Bojangles could dance - and play baseball
COMMENTARY
November 25, 2008|By Shannon J. Owens, Sentinel Staff Writer
In memory of Luther Robinson
May 25, 1878 -- Nov. 25, 1949
There is an old expression that says, "There is a difference between people laughing with or at you."
Luther Robinson got both.
Robinson was a famous tap dancer who went by the nickname "Bojangles."
Historians said he picked that name to depict his jovial attitude, but his happy-go-lucky demeanor characterized him as an "Uncle Tom" to African Americans and a beloved entertainer outside of his race.

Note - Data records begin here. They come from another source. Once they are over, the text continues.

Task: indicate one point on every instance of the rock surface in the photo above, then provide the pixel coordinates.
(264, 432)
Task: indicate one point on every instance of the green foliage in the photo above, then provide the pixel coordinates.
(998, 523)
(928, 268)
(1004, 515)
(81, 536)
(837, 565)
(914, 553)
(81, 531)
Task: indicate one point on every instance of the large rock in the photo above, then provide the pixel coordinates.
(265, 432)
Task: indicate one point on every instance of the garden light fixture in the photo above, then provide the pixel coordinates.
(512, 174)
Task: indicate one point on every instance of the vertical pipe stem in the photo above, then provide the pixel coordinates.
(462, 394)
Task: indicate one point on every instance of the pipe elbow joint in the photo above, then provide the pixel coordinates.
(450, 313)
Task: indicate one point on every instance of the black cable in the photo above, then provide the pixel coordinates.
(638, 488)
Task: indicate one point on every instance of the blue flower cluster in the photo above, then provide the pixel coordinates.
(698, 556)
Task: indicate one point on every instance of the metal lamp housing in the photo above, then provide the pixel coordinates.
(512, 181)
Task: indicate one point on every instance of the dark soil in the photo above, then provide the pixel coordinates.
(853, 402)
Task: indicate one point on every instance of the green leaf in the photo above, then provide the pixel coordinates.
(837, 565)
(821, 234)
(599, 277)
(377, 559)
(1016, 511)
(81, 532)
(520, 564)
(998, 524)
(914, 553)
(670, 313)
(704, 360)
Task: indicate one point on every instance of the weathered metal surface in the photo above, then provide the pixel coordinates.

The world remembers Bojangles as
one of the best tap dancers to ever live.
But when he was a boy, all he really wanted to be was a professional baseball player.
Opportunities to play were limited for a black child born in 1878, raised by a grandmother who was a slave.
So he shined shoes and tap-danced for pennies.
He was just 12 years old when he started dancing alongside white men wearing black paint smeared across their faces in minstrel shows.
Bojangles' success was measured in laughs.
A short time later, he made audiences across America laugh with his fast feet and slow mind in his movies with a precocious 5-year-old named Shirley Temple.
But he was no fool.
While he created a national profile performing with the '30's version of Hannah Montana, he pursued his other great passion -- baseball.
Bojangles co-founded a Harlem-based team called the New York Black Yankees in 1936.
It was home to players like Negro League East all-stars Clarence Reginald "Fats" Jenkins, Theodore Roosevelt "Double Duty" Radcliffe and George "Mule" Suttles.
The team's biggest success was landing Hall of Fame pitcher Satchel Paige for a brief stint in 1943.
It finished at the bottom of the Negro National League by the time it disbanded in 1948.
Little information exists about his involvement with the Negro Leagues.
He was a minor figure in a sport marginalized by mainstream media.
The only printed stories about Bojangles and baseball involve him tap-dancing in the dugouts of Yankee Stadium.
Baseball gave many African Americans a respectable identity.
But Bojangles often struggled to gain the admiration of his peers.
Some called him an "Uncle Tom" because he always portrayed servants in his movies and was not outspoken about racial injustices.
Through the years, African Americans coined the phrase "bojanglin' " as the verb to mean an Uncle Tom.
There is a statue of Bojangles in his birthplace Richmond, Va.
His name and legacy, however, is most relevant to this generation as a four-piece chicken and biscuit meal at a popular fast-food chain.
He did not openly speak out against racial injustices -- a product of his times -- but is reported to have given away an estimated $1 million of his career earnings to various charities benefiting children of all races.
He also gave an annual money reward to the graduating class Public School 119 in Harlem.
The money he didn't give away to charities was lost to gambling.
After he died, a group of newspaper columnists and the New York elite made plans to organize a benefit performance to help Robinson's family pay for the funeral, according to an old New York Times article.
Bojangles danced until he was 70 years old and could no longer see the steps in his famous stair routine due to a cataract.
His obituary ran on the front page of The New York Times on Nov. 26, 1949, but that was a rare occurrence during a period when the only color in a newspaper was the black ink.
Bojangles didn't mind being laughed at. But maybe Luther Robinson cared.